Sisyphe a fait bien pire. Il a réussi tromper la vigilance de Thanatos et d’Hadès, en d’autres termes il a trompé la mort, et fut condamné par les dieux au châtiment que l’on sait, pour lui apprendre à se moquer de la hiérarchie. Il y a plusieurs niveaux de lectures à cette légende qui tournent tous autour du thème de l’absurdité, du travail, de la vie, ou du fait que les cailloux sont plus durs à pousser dans les montées que dans les descentes. On peut aussi penser, si l’on rapproche le mythe de Sisyphe de celui de Prométhée (qui a volé le feu aux dieux pour le donner aux hommes), que la naissance de l’espèce ou de l’individu est un accident, et que maintenant qu’on est au monde, il faut y aller gaiement, ou pour le formuler comme Camus, il faut imaginer Sisyphe heureux. Mais ça, tout le monde le sait, et ce n’est pas l’objet de mon trouble.

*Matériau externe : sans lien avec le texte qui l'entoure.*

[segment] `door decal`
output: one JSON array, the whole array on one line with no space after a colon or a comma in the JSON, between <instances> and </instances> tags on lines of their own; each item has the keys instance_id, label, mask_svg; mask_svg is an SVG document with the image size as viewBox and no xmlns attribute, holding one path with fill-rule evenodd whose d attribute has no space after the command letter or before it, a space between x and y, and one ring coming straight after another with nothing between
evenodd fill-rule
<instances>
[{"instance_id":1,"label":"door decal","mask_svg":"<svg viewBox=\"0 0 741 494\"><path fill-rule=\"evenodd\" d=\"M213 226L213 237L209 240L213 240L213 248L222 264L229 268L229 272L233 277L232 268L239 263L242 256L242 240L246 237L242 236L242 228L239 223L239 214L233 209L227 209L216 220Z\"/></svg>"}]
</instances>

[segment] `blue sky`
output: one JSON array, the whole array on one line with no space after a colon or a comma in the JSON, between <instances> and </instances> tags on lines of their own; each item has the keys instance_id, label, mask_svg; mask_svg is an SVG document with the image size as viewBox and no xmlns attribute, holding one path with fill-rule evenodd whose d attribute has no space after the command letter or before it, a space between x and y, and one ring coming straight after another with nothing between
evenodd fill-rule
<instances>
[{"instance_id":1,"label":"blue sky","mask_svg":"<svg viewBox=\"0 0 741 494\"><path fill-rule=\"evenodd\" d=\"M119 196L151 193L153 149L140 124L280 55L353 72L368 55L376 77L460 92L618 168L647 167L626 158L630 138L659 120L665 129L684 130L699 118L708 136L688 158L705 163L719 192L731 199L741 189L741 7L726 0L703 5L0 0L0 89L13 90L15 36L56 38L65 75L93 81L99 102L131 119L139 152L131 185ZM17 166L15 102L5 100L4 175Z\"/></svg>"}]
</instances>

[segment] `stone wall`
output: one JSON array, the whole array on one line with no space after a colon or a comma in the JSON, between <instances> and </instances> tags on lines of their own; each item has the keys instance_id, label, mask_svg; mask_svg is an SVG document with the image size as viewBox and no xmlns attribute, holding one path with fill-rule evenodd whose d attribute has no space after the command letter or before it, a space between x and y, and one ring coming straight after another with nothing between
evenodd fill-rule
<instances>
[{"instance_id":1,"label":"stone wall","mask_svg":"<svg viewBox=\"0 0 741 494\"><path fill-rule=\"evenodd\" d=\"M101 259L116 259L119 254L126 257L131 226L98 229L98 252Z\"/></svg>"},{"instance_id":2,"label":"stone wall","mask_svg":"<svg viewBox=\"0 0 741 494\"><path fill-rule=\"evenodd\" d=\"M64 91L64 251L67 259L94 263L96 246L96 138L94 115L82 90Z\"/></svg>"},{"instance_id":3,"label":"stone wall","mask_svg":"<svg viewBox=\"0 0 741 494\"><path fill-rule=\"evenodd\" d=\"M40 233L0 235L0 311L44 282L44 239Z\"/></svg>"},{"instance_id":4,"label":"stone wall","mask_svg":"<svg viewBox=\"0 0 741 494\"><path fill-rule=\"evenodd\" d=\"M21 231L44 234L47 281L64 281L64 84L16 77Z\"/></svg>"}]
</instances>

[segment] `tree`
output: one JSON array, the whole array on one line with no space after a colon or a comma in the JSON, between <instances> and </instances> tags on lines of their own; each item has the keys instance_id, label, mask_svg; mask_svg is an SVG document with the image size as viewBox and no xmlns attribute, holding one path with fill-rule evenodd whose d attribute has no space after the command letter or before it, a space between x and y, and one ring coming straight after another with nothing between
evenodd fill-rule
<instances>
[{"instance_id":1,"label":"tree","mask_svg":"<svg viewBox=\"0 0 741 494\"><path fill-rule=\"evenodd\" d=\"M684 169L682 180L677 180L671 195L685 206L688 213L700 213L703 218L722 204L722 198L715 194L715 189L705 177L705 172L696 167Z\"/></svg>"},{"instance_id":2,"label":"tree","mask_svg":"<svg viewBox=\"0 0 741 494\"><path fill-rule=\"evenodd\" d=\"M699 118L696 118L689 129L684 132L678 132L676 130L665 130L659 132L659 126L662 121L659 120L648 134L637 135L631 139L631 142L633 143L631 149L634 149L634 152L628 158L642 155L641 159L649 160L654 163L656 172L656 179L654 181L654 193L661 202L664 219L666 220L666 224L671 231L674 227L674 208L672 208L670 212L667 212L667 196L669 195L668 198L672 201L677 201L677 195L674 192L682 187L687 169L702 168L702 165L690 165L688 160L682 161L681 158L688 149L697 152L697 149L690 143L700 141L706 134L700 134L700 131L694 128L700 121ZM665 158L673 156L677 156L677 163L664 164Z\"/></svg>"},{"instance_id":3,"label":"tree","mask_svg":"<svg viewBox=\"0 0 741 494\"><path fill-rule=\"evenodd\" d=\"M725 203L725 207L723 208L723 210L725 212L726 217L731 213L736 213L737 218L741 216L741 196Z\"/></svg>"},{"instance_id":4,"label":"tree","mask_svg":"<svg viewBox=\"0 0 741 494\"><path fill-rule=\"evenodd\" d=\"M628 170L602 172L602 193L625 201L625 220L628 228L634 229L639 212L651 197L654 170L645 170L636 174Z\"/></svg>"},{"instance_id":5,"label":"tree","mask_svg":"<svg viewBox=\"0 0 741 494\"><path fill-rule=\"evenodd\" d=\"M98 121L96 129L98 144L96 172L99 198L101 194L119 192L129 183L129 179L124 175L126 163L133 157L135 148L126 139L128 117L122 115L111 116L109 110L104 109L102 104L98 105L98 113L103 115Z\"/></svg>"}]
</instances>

Ce que je veux vraiment savoir, c’est si quelqu’un, au hasard d’une distraction quelconque, pense que quelqu’un d’autre quelque part, au moment où j’écris ces lignes et où quelqu’un d’autre les lit, pousse un rocher plus dur à hisser en haut d’un promontoire géologique que le FC Metz en Ligue 1 (ou que quelqu’un se fait becqueter le foie sans fin, dans un cadre promethéen, car l’Olympe n’a  jamais manqué de créativité pour les supplices longue durée). Et une fois qu’on y a pensé, est-ce qu’on peut encore penser à autre chose? Qui se demande sous quelle épaisseur de vase patauge Farinata Delli Uberti dans le Vème cercle de l’Enfer de Dante? Et qui se préoccupe des milliers de condamnés à l’enfer chrétien dont se moque Rimbaud dans son châtiment de Tartufe?

Résumons: nous sommes tous des Sisyphes potentiels, mais Sisyphe est-il vraiment tout seul? Pendant la courte période qui nous est allouée sur Terre, passe t-on plus de temps à comparer le volume de son rocher  à celui de son voisin, et si on a la chance de pouvoir trimballer son morceau de minéral dans la poche de son pantalon, peut-on se satisfaire de faire des aller-retour à flanc de coteau en regardant nos congénères plus infortunés trimer avec l’équivalent des Vosges sur le dos sans broncher?

Albert Camus, que d’aucuns ont voulu pousser au Panthéon en défendant des idées exactement contraires aux siennes, avait aussi résumé dans « la Chute » ce qu’il advient de ceux qui pratiquent l’individualisme à mauvaise escient et qui dans le mythe de Sisyphe ne retiennent que l’ascension.

Finissons-en en complétant la célèbre citation camusienne, en affirmant qu’il faut imaginer Sisyphe heureux, ami de son rocher, mais il faut aussi imaginer que de temps à autre, son fardeau peut se faire plus léger par la grâce de l’amitié ou de la simple solidarité.